За окном в темноте мягко плывут снежинки, снегопад такой тихий, точно и ветер, и вечер, и сама зима решили не тревожить меня сегодня. Я бы посмотрел немного на танец снежинок, но и он способен повести за собой, а желание остаться дома этой ночью пересиливает.
Ни разумом, ни чувствами, ни телом не хочу я покидать уют тёмной комнаты. Надёжно скрыта она от миров, раньше пробиравшихся в коридоры дома, паривших в комнатах, стучавшихся в окна. И я надёжно укрыт от всего и ото всех.
Даже Таро тихи, почти молчат. Куда только подевался былой задор, тот бал, где мы так упоённо танцевали… Сейчас они словно не входят, не ведут диалога, и я выкладываю карту за картой бездумно, рассматривая только красоту рисовки, но не ожидая услышать голос.
Пришёл бы сон, но я знаю, что его не будет долго. Да и… не всякому сновидению я был бы сегодня рад. Ведь сон – тоже путешествие, тоже путь, слишком легко уйти, даже не заметив того. Так что пусть пока стоит на границе сознания, а я буду рассматривать карты, чей серебряный обрез легонько искрится – свет свечи ловится гранью.
Нелегко путешественнику избежать самого себя. Стоит задуматься, и ты уже держишь путь в неизвестные дали, стоит обратить на что-то пристальное внимание – и вот уже раскрывается новая дверь.

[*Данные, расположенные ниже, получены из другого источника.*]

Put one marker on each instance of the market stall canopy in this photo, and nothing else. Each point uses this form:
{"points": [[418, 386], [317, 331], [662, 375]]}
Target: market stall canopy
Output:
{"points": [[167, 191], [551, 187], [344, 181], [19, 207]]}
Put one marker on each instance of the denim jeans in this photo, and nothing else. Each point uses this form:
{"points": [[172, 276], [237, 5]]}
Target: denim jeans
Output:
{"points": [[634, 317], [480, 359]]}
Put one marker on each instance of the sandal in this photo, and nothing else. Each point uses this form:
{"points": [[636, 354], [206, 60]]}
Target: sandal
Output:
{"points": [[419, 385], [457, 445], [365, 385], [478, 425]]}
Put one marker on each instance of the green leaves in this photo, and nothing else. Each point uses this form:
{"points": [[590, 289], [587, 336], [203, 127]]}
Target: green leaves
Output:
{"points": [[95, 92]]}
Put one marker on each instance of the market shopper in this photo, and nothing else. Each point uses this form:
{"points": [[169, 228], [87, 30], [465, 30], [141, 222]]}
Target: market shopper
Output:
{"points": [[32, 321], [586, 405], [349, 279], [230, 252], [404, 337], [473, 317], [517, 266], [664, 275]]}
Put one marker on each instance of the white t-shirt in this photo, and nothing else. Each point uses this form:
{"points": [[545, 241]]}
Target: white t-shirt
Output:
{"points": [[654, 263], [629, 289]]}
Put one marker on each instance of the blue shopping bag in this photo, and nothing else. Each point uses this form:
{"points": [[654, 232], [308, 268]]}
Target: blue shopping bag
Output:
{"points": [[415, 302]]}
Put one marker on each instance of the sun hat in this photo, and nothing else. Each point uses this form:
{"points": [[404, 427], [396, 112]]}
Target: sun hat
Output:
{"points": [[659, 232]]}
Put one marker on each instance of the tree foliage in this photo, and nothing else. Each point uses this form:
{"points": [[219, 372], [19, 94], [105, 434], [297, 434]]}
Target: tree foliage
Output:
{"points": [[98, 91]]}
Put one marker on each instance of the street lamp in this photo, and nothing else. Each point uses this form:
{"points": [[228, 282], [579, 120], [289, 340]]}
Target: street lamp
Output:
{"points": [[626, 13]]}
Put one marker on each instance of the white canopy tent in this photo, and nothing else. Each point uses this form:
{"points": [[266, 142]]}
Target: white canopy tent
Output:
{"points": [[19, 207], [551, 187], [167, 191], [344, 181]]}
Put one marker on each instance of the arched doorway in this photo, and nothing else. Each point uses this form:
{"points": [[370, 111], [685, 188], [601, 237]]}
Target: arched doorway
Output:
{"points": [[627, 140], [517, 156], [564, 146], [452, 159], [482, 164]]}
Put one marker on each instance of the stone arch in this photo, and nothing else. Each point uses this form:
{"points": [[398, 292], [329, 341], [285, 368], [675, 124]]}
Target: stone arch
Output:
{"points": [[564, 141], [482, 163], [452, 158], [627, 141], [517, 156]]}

Как сдержаться, не убежать, не пересечь рубеж, отделяющий один мир от другого, когда это и есть твоя суть?
Покой и тишина не надоедают мне, но всё больше и больше замечаю я теней, дрожащих бликов, туманного морока, что бывают только на границах миров. Будто бы сегодня они решили пройти через мой дом, через мою жизнь, через меня.
И когда я закрываю глаза, вокруг нарастает шорох и шум. Будто шелестят книги страницами, словно хлопают шторы, точно трещит огонь свечи.
Стоит осмотреться, и становится ясно, что случилось – миры сдвинулись, теперь этот дом вовсе не мой. Я и не узнаю его, всё стало иначе, нет даже свечи, только фонарь стоит с открытой дверцей, а в окна льётся солнце. За стеклом не снегопад, а привольность света и тепла.
– Так-так, – говорю я. – Это что же получается, как отсюда выйти и кто сюда привёл?
Это не было усилием моей собственной воли, значит, кто-то втащил меня в иную реальность силой. Но кто он, зачем сделал это?
У моих ног лежит карта из колоды, одна-единственная, двойка кубков. Забавный намёк, точно кто-то приглашает меня на свидание. Но мне ничего не остаётся, приходится согласиться и сделать шаг этому миру навстречу.
За дверью не коридор, там открывается сад. Я прохожу по тропинке совсем недалеко и натыкаюсь на ещё одну карту. Быть может, она поможет понять, кто же втащил меня сюда? Но это восьмёрка жезлов, и мне пока не совсем понятен смысл. Положив эту карту к первой, я медленно иду, сознавая, что этот сад на самом деле майский, переполненный теплом, ароматами цветов, яркий и лёгкий.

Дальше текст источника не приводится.